My research draws on academic theory and ‘quantitative social science’ methods to address contemporary challenges in urban and regional development. My experience in planning and geography, as well as databases and programming, enables me to translate concepts and applications across disciplinary boundaries while paying attention to the details of the data, the methods, and the definition of appropriate research questions.
- Smart Cities & ‘Big Data’ – I work with event data from urban infrastructure systems to understand human behaviour, while also contextualising these insights in relationship to governance and politics.
- Location & Infrastructure Networks – I focus on how firms select ‘optimal’ locations by balancing access to infrastructure networks; building up a ‘big picture’ of the trajectories of urban and regional economies.
- New, Open Data & ‘Old’ Methods – I am interested in how new – often open – data sources create opportunities to revisit ideas about urban form and function, and to re-evaluate neglected methods.
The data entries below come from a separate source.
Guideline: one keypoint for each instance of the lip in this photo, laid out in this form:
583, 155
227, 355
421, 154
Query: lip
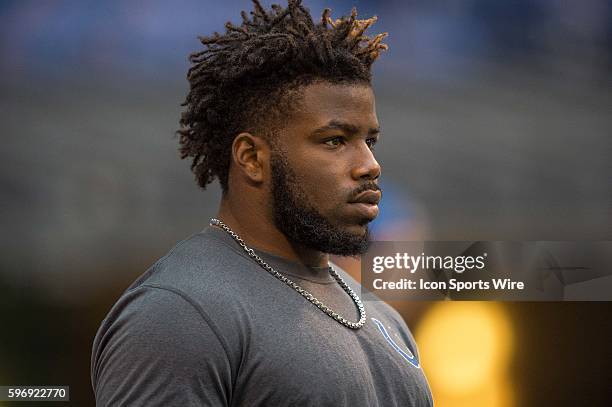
365, 210
369, 197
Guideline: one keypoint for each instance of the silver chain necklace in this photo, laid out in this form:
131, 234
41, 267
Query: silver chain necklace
300, 290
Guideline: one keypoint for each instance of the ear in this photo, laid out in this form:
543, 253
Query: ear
249, 154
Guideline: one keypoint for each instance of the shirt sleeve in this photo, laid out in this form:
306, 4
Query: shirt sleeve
155, 348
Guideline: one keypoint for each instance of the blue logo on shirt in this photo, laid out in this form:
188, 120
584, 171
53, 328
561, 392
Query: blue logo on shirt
406, 354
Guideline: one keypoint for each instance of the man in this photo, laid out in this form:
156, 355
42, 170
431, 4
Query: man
250, 312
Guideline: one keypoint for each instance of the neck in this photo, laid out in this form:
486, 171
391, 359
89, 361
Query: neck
256, 228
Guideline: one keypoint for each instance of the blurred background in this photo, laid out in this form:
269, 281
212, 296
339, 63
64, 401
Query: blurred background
496, 118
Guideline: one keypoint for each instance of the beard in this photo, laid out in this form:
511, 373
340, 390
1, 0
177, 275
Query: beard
301, 222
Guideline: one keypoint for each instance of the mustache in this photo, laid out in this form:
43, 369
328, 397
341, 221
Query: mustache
368, 186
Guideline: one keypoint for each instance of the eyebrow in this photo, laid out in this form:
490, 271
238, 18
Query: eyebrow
346, 127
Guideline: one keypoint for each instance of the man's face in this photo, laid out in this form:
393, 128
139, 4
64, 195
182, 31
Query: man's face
324, 174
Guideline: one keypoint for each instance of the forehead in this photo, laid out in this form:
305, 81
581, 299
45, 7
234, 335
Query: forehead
323, 102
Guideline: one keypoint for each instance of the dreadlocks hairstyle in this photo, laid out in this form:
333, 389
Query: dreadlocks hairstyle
247, 78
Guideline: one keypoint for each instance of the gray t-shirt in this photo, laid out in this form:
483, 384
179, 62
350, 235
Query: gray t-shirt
206, 325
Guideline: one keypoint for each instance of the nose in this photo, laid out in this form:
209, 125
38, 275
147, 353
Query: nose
366, 166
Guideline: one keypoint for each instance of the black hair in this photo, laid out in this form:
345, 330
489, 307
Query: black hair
242, 80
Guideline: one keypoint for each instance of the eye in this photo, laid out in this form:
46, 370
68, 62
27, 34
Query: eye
334, 142
371, 142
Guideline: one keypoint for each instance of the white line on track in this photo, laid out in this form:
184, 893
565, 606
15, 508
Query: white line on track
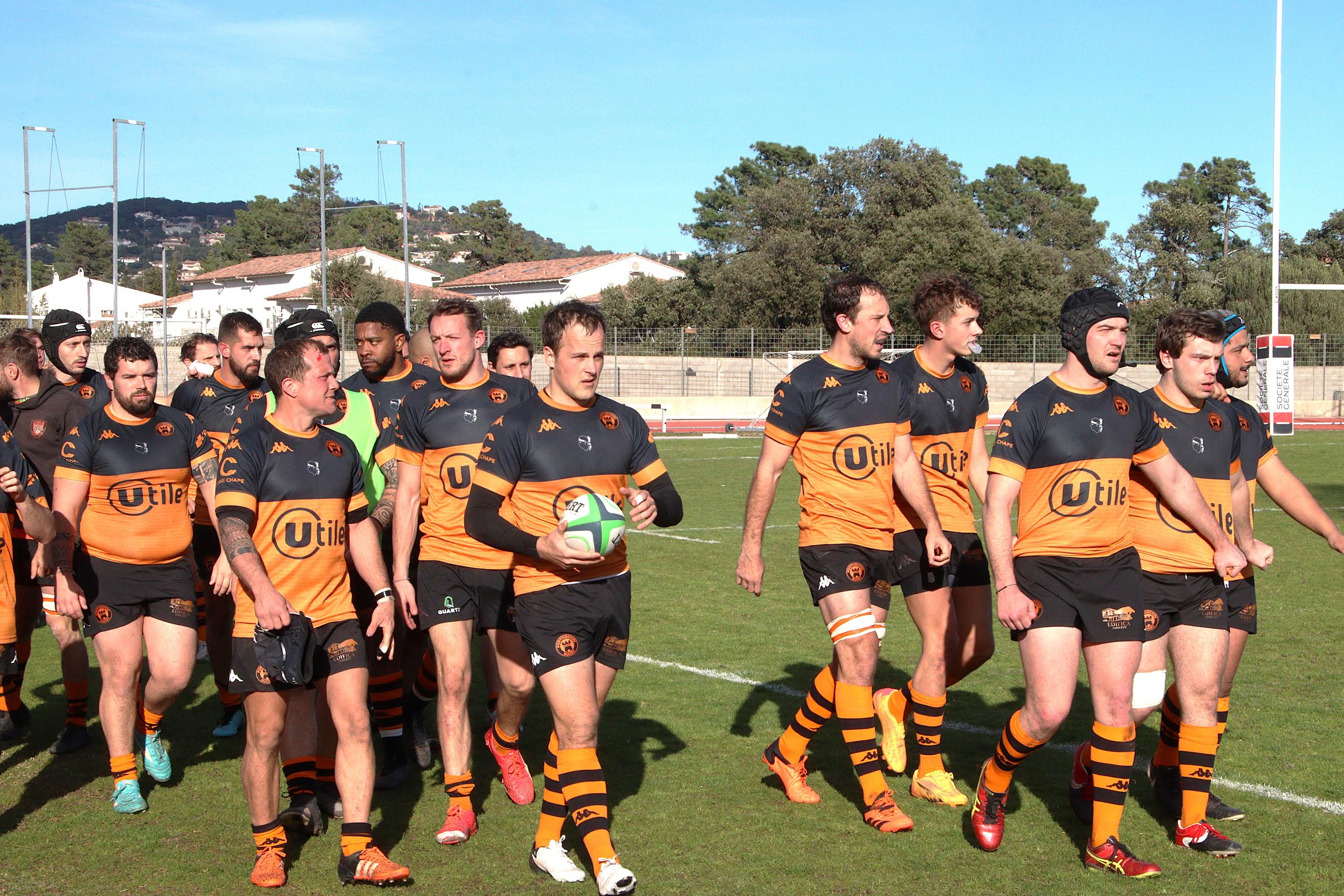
1261, 790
- Housing & Socio-economic Trends – I am interested in ways to map the relationship of housing to socioeconomic trends using behavioural data on about the housing market and travel-to-work.
Google Scholar h-index: 5 (464 citations since 2010).
Web of Science h-index: 4.
I joined King’s College London’s Geography Department as Lecturer in Quantitative Human Geography at the start of 2013. Previously, I was a Research Associate for two years at UCL’s Centre for Advanced Spatial Analysis (and am pleased to continue that relationship as an Honorary Researcher) following the completion of my MPhil/PhD at the Bartlett School of Planning. I hold a B.A. (1997) in Comparative Literature from Princeton University.
In the intervening years, I worked for a database mining and marketing start-up based in New York and London in a range of capacities: graphic designer, web application developer, and project manager. This work stimulated my interest in ‘big data’ and its potential as a platform for examining and acting upon ‘smart cities’. In my research, I have collaborated with public and private sector organisations such as MIT’s SENSEable City Lab, Transport for London, Telecom Italia, AT&T, British Telecom, and IBM’s Smarter Cities lab near Dublin.
Tying these collaborations and research interests together is a long-standing interest in the impact that communications technologies are having on our society and economy: on access to opportunity and mobility; on firm location, clustering, and growth; and on our understanding of human interaction on a vast scale.